I applied the two newest stickers to our galley lid (Dinosaur National Monument and Flaming Gorge Dam) and we ate a simple dinner of veggies, crackers, Swiss cheese, and grapes. It felt good to eat lighter. I tried again to upload Day 13—again with no success—despite claims of free WiFi, but this time I closed the laptop and didn’t freak out. (Lesson learned.) We crashed at 8:30 (even with all the sleeping I’d done in the car) and slept until almost 7am. Clearly the road is wearying.
I did wake twice during the night, though. Once when the unmistakable perfume of Pepe le Pew began to waft into the window and I nudged Len to close his side, saying, “Skunk! Close the window!” The other time I woke was to hit the facilities, and for the first time on this trip the late-night walk creeped me out. Not sure why. Perhaps it was the fact that this place (and none of the others) had a keypad entry code for access to the bathrooms, perhaps it was the lonely, flickering red Desert Rose sign (Bates Motel anyone?), or perhaps it was because I had spent the day staring at prison cells, gallows, and gas chambers. But once I got halfway to the bathrooms I felt really exposed and vulnerable in that deserted gravel parking lot with sleeping people all around in their little tin houses-on-wheels. I actually stayed in the bathroom an extra ten minutes or so thinking that any miscreant with ill intent wouldn’t be that patient. I returned to the trailer without incident, crawled back in beside Len and fell fast asleep.

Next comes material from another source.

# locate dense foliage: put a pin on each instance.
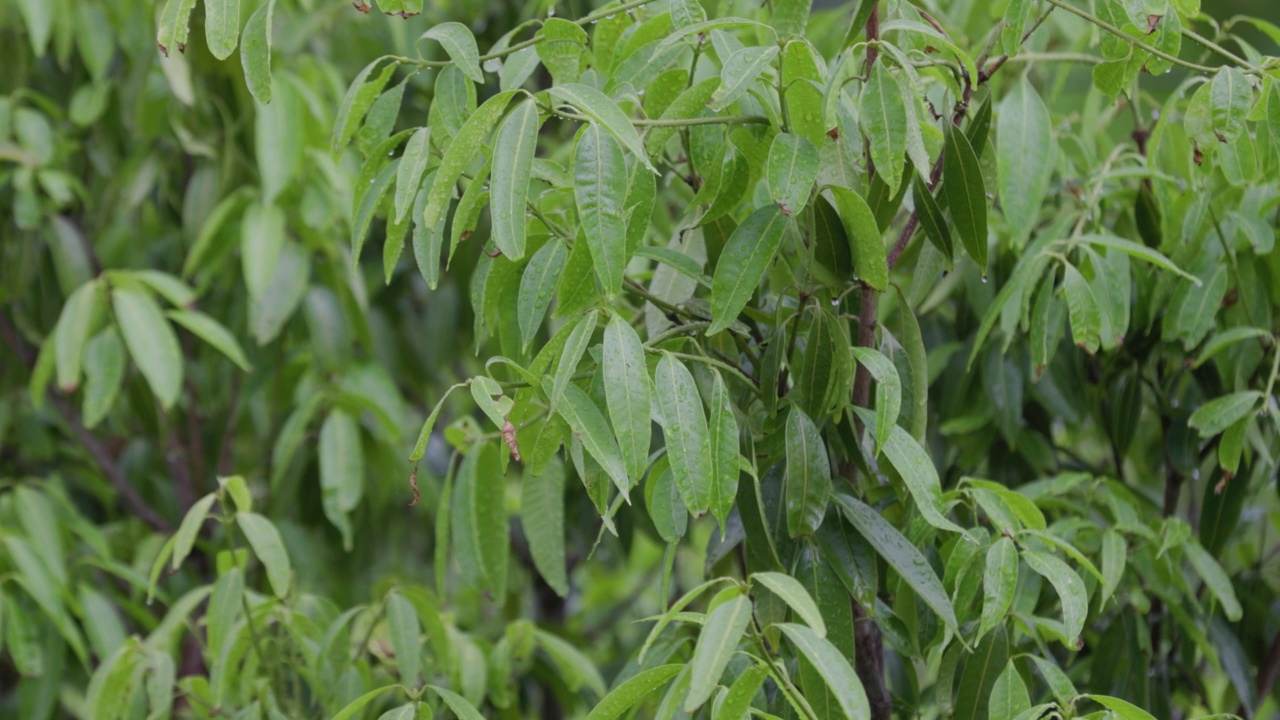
(895, 359)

Also, a few days back when I mentioned our stored liquids “burping?” Well, we had a stash of individual creamers in the Jeep, mixed in with a bag of protein bars and energy shots. And it turns out that at least one of those creamers “burped” in the bag and not only made a huge mess of the bag but then began to steadily sour in the 100-degree heat. I kept sniffing, saying, “Something smells bad,” but Len didn’t agree until he went to pull out a protein bar and stuck his hand right in the curdled mess. Blech! Talk about nasty. Fortunately the bag kept the mess contained, but we had a lot of protein bars to wash and now we have no more individual creamers. It’s big bottle only, baby.
Tomorrow: Hilton Garden Inn in Casper, Wyoming!